Déjà lors du débat sur l'euthanasie des enfants, le sénateur Brotchi préférait que ne soit fixée aucune limite d'âge, et que le médecin puisse, le cas échéant, administrer l'euthanasie à l'enfant contre l'avis des parents : bref, le médecin-Dieu dans toute sa redoutable splendeur, l'arbitre ultime de la vie et de la mort, qui statue en son âme et conscience, sans aucun risque de voir sa responsabilité légale engagée. C'est bien le même schéma d'arbitraire parfait et d'impunité que l'on retrouve dans cette nouvelle proposition.

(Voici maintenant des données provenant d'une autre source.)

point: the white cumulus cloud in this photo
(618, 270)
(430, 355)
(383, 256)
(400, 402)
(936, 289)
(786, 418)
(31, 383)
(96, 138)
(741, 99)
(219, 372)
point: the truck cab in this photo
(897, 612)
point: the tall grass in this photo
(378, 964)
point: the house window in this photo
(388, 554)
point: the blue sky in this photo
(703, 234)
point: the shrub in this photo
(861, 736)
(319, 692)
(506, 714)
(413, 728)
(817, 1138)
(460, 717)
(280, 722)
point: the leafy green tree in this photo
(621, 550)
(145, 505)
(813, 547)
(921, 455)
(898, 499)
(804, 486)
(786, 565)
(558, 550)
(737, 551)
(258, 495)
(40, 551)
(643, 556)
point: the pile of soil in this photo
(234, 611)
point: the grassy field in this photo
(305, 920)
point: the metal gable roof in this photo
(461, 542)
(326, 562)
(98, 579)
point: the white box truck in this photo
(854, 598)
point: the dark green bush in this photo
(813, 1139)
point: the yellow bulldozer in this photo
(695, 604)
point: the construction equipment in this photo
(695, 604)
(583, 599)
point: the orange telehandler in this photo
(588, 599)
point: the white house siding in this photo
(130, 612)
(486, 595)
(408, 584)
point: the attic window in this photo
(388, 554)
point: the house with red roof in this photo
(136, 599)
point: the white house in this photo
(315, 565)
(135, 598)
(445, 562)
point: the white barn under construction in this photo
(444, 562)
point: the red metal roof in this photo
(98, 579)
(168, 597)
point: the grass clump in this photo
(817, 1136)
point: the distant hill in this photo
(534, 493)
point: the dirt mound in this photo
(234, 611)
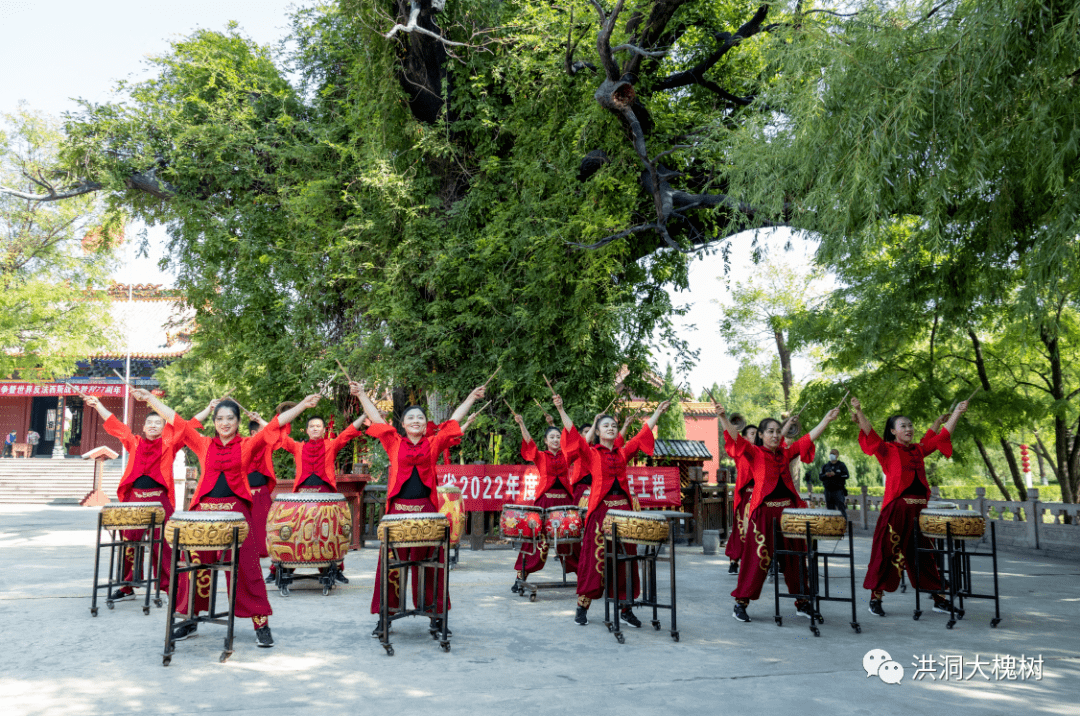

Tandis qu'en France, le Comité national d'éthique, représentatif de toutes les tendances politiques ou philosophiques, vient de se prononcer contre une introduction de l'euthanasie en droit français, en exigeant un large débat public, une minorité agissante tente, chez nous, de faire sauter tous les verrous de la loi de 2002, pourtant présentés à l'époque comme des sanctuaires inviolables de la sécurité juridique et de l'humanisme. Ce contraste ne devrait-il pas inciter à la réflexion, plutôt qu'à la précipitation ?
Drieu Godefridi, Docteur en philosophie (Sorbonne), juriste et dirigeant d'entreprise.